An object is pulled from rest by a constant, horizontal force of magnitude 6.25 N on a horizontal frictionless surface. In 12 seconds, the object gains a speed of \( 3.0 \mathrm{~m} / \mathrm{s} \). What is the mass of the object, in kg ?

To find the mass of the object, we can use Newton's second law of motion, which states that the force acting on an object is equal to the mass of the object multiplied by its acceleration: \[ F = m \cdot a \] Where: - \( F \) is the force applied (6.25 N), - \( m \) is the mass of the object (in kg), - \( a \) is the acceleration of the object (in m/s²). First, we need to calculate the acceleration of the object. We know that the object starts from rest and reaches a speed of \( 3.0 \, \text{m/s} \) in \( 12 \, \text{s} \). We can use the formula for acceleration: \[ a = \frac{\Delta v}{\Delta t} \] Where: - \( \Delta v \) is the change in velocity (final velocity - initial velocity), - \( \Delta t \) is the time interval.
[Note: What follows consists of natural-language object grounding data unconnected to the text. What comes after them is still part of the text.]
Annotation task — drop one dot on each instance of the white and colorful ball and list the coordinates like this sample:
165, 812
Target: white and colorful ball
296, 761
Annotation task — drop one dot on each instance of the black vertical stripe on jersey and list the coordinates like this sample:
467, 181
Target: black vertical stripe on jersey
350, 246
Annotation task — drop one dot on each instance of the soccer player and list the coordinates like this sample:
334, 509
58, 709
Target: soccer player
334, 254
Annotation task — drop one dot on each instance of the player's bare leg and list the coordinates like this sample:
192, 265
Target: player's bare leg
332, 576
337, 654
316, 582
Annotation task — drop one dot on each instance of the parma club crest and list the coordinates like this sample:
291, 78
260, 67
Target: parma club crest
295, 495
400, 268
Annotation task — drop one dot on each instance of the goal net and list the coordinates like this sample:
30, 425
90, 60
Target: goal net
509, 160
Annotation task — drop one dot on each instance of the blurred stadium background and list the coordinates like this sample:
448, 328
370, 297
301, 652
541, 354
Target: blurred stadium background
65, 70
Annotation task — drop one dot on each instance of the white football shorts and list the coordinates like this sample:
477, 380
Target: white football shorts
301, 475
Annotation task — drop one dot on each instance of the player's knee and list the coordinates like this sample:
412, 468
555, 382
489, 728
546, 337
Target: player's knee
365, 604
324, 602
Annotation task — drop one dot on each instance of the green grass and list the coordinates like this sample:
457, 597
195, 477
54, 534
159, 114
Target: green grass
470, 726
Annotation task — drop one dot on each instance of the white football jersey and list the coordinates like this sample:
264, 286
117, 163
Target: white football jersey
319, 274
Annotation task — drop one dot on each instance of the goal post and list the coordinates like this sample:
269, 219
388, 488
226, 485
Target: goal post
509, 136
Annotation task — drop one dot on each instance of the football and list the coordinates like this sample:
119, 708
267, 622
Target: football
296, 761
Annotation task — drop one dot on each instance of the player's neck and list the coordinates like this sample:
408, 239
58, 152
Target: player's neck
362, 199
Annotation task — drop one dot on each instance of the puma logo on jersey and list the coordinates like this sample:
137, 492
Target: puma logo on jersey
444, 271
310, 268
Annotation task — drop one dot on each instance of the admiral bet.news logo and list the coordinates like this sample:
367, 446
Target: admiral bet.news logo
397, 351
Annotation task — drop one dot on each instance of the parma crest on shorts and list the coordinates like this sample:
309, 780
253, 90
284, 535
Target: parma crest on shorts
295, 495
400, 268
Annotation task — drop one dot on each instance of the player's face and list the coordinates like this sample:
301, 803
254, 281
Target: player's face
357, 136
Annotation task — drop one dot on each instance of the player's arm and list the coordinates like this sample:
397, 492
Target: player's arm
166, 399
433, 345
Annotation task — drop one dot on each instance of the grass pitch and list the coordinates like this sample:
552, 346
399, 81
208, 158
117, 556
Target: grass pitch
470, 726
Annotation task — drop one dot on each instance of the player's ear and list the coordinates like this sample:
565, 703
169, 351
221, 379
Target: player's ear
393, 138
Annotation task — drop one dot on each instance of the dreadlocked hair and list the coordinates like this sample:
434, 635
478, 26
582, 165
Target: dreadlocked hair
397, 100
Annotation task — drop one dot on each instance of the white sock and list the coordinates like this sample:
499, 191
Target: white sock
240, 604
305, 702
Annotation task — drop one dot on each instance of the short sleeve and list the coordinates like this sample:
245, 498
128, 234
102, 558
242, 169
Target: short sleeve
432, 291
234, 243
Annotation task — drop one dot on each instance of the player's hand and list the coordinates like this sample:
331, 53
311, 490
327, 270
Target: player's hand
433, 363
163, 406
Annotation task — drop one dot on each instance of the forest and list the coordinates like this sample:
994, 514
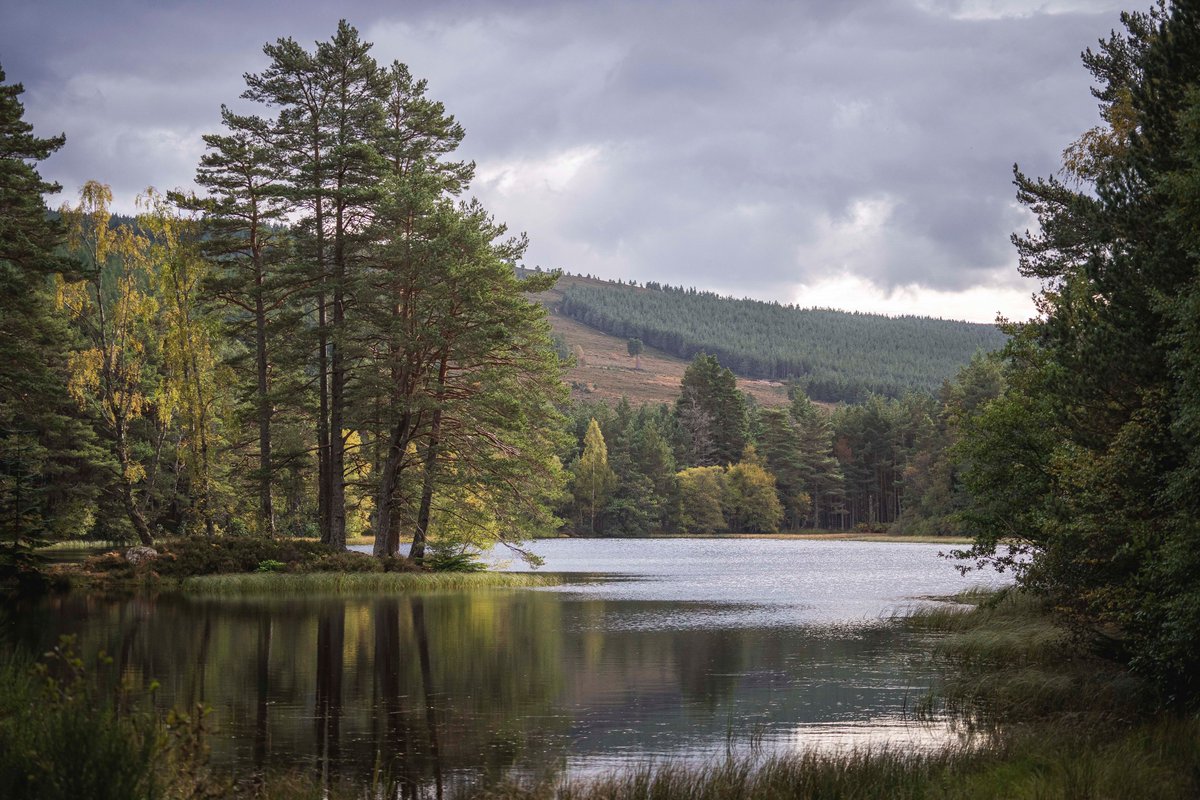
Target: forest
832, 355
718, 462
329, 340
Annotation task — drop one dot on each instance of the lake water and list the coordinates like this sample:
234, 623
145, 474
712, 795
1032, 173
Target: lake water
653, 650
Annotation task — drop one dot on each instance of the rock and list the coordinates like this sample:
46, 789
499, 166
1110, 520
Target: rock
136, 555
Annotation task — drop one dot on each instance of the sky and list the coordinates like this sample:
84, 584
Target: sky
840, 154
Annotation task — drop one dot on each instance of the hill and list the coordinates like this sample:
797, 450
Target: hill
834, 355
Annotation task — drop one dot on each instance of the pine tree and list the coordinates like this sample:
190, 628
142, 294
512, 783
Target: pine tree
45, 447
251, 275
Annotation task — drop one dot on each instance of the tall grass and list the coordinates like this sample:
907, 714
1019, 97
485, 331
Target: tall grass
1012, 659
259, 583
1156, 762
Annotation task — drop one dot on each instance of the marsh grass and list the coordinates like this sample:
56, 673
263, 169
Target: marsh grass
1011, 657
1159, 761
310, 583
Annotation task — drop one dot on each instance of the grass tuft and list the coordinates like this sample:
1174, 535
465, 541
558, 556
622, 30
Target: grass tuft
264, 583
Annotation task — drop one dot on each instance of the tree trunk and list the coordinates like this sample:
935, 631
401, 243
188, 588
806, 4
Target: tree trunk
265, 469
387, 533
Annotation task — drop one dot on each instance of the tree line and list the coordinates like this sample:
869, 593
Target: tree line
327, 340
833, 355
718, 462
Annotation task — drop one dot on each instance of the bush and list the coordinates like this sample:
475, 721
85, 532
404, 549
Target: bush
187, 557
463, 561
347, 561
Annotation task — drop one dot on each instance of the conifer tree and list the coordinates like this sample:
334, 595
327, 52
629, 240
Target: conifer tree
43, 445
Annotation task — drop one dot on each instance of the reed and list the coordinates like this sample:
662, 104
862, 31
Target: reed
334, 583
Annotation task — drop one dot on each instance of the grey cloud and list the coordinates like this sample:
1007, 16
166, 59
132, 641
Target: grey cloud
733, 142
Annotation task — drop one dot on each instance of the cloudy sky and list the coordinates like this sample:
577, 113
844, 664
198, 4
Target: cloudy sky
850, 154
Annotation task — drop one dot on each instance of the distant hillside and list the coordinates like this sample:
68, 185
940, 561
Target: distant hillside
605, 371
834, 355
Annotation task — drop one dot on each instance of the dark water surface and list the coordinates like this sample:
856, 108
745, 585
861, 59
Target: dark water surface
661, 649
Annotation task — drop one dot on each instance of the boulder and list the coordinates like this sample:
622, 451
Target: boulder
136, 555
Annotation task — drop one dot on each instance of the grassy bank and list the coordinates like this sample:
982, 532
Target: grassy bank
1053, 719
357, 582
255, 566
829, 536
1049, 715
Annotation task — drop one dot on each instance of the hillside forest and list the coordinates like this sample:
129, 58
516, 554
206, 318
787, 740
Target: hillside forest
331, 340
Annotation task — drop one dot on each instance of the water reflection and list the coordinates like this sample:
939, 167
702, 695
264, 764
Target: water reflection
442, 690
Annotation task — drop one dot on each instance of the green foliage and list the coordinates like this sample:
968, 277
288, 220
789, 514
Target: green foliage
48, 456
199, 555
1089, 457
750, 503
454, 561
257, 584
594, 479
711, 414
834, 355
63, 734
701, 489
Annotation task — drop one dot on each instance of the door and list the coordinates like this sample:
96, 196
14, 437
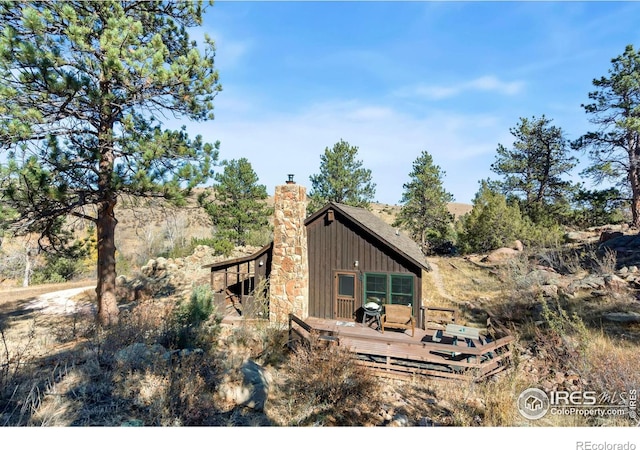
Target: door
345, 289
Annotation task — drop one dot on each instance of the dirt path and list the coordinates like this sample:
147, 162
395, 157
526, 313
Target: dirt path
437, 280
23, 293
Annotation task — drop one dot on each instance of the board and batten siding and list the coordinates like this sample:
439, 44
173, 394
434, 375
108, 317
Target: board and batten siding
334, 246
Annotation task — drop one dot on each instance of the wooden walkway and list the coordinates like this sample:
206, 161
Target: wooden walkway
396, 353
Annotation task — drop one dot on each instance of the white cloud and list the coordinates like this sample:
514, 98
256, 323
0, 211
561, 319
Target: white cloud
482, 84
388, 142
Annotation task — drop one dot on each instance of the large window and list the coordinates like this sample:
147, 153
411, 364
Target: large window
375, 288
389, 288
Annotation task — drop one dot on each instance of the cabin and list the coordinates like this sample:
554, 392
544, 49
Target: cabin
356, 258
343, 276
327, 265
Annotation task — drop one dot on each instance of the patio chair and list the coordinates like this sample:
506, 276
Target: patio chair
398, 316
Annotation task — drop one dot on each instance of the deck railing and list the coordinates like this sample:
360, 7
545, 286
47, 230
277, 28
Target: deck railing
391, 356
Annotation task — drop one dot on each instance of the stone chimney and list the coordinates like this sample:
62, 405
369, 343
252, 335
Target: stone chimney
289, 280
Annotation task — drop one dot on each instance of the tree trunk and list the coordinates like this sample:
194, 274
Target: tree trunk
27, 266
106, 288
634, 181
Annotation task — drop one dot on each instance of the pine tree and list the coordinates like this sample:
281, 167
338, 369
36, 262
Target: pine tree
491, 224
533, 169
424, 202
84, 87
342, 179
239, 207
615, 147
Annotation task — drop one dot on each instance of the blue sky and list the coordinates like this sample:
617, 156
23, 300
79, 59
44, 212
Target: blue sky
397, 78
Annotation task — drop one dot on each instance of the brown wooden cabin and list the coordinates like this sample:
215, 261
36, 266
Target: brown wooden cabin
354, 257
237, 282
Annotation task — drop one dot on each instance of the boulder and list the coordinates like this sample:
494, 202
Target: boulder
500, 255
518, 245
607, 235
623, 317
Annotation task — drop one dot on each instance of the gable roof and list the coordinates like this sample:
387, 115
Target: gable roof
379, 229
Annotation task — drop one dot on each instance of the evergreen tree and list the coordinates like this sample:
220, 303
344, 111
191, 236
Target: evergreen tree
342, 179
424, 211
84, 86
533, 169
615, 147
239, 207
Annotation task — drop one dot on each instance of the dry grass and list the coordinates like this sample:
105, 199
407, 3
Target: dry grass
60, 370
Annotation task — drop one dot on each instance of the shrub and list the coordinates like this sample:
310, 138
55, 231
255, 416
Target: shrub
491, 224
188, 327
328, 387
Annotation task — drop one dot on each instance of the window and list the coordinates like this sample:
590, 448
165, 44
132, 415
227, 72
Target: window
346, 285
401, 289
375, 288
397, 288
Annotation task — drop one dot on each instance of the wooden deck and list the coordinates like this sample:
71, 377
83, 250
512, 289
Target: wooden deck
396, 353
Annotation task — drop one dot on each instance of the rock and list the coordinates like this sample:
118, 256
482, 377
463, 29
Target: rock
607, 235
543, 277
549, 290
623, 317
578, 236
614, 281
256, 381
140, 356
399, 420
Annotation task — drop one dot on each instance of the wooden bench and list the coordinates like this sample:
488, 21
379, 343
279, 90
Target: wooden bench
398, 316
436, 317
462, 331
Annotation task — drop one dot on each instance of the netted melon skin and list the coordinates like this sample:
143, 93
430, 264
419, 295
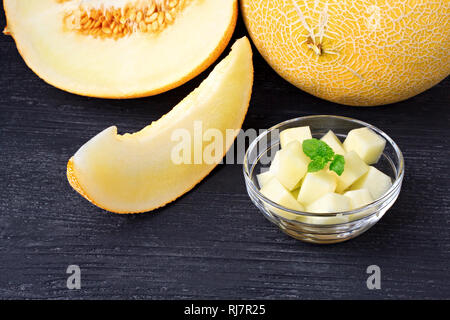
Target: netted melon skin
359, 53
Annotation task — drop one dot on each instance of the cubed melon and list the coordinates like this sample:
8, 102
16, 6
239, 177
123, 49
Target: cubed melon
264, 177
315, 185
334, 142
359, 198
330, 203
276, 192
375, 181
294, 134
292, 166
354, 168
366, 143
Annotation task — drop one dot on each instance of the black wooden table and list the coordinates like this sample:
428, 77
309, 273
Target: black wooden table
212, 242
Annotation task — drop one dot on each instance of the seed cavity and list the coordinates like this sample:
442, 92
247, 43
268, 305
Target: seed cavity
145, 16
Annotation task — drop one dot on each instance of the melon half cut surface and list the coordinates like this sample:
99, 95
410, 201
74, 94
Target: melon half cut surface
120, 48
134, 173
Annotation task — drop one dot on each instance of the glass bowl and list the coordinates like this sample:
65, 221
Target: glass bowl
312, 227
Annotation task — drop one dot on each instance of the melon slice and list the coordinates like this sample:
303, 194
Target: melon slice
134, 173
120, 48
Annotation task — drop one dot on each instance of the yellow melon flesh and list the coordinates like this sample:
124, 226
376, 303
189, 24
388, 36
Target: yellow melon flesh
135, 65
359, 53
134, 173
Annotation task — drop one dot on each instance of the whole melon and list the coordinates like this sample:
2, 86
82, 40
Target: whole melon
360, 53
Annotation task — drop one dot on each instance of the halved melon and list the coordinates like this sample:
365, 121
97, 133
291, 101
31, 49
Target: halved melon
134, 173
120, 48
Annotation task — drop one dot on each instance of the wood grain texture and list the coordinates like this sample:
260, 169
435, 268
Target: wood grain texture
211, 243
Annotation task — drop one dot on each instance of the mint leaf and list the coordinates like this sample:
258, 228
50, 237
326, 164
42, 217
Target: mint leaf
320, 154
316, 165
315, 148
337, 165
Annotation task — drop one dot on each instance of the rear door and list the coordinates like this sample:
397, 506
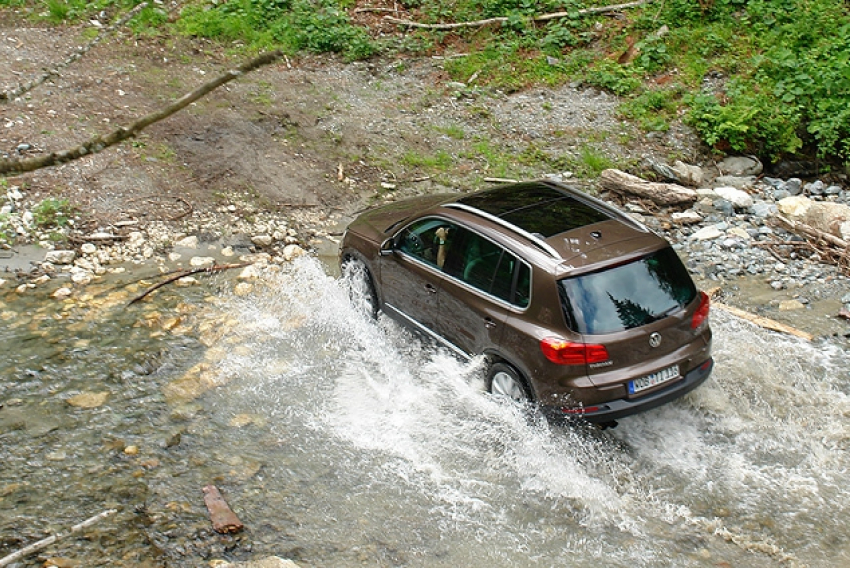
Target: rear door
478, 294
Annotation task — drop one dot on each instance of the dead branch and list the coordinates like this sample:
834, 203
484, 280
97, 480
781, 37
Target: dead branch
659, 193
184, 273
99, 143
21, 89
223, 518
44, 543
763, 322
503, 19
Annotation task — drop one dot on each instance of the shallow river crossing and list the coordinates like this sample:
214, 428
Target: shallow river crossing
342, 442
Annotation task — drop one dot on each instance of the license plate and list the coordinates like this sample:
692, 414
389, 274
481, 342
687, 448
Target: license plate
650, 381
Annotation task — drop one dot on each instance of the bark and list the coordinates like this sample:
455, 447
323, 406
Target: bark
21, 89
44, 543
99, 143
659, 193
763, 322
502, 20
223, 518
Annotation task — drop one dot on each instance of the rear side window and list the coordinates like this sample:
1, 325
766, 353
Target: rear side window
488, 267
627, 296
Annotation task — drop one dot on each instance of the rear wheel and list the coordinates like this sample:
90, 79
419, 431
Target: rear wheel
505, 381
361, 290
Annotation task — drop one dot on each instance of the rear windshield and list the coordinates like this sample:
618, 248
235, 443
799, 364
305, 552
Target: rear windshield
627, 296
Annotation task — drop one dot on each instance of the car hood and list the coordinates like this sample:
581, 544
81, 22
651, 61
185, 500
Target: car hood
380, 222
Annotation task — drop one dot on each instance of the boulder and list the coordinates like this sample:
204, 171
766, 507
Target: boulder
825, 216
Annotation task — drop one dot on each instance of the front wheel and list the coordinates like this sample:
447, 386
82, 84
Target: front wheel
361, 290
505, 381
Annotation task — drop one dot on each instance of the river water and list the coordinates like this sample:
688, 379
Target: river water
339, 441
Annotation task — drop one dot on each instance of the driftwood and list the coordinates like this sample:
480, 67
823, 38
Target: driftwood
223, 518
659, 193
184, 273
99, 143
763, 322
504, 19
21, 89
830, 248
44, 543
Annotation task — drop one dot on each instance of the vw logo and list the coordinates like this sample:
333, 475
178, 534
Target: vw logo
655, 339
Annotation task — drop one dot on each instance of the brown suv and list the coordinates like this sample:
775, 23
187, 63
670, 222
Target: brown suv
579, 308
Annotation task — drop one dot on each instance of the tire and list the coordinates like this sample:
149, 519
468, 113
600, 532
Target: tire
505, 381
361, 289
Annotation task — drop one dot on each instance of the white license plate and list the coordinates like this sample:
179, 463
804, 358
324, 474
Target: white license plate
650, 381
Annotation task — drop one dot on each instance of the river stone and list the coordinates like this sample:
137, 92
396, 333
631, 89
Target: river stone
199, 261
738, 182
793, 186
267, 562
291, 252
60, 256
740, 166
61, 293
262, 240
707, 234
739, 198
187, 242
789, 305
88, 399
833, 218
686, 217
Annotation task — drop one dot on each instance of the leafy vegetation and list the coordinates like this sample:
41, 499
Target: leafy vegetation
770, 77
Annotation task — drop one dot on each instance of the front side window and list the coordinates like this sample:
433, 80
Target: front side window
428, 240
627, 296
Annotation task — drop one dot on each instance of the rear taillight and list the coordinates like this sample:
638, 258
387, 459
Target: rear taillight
562, 352
701, 315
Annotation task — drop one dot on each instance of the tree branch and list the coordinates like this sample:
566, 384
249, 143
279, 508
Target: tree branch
36, 546
21, 89
99, 143
504, 19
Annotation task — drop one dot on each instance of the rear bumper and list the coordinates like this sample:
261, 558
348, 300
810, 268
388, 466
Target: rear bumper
615, 409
Since the object starts from rest, the initial velocity is \( 0 \, \text{m/s} \), and the final velocity is \( 3.0 \, \text{m/s} \): \[ \Delta v = 3.0 \, \text{m/s} - 0 \, \text{m/s} = 3.0 \, \text{m/s} \] Now, substituting the values into the acceleration formula: \[ a = \frac{3.0 \, \text{m/s}}{12 \, \text{s}} = 0.25 \, \text{m/s}^2 \] Now that we have the acceleration, we can use Newton's second law to find the mass: \[ F = m \cdot a \] Rearranging for mass \( m \): \[ m = \frac{F}{a} \] Substituting the known values: \[ m = \frac{6.25 \, \text{N}}{0.25 \, \text{m/s}^2} = 25 \, \text{kg} \] Thus, the mass of the object is \( \boxed{25} \, \text{kg} \).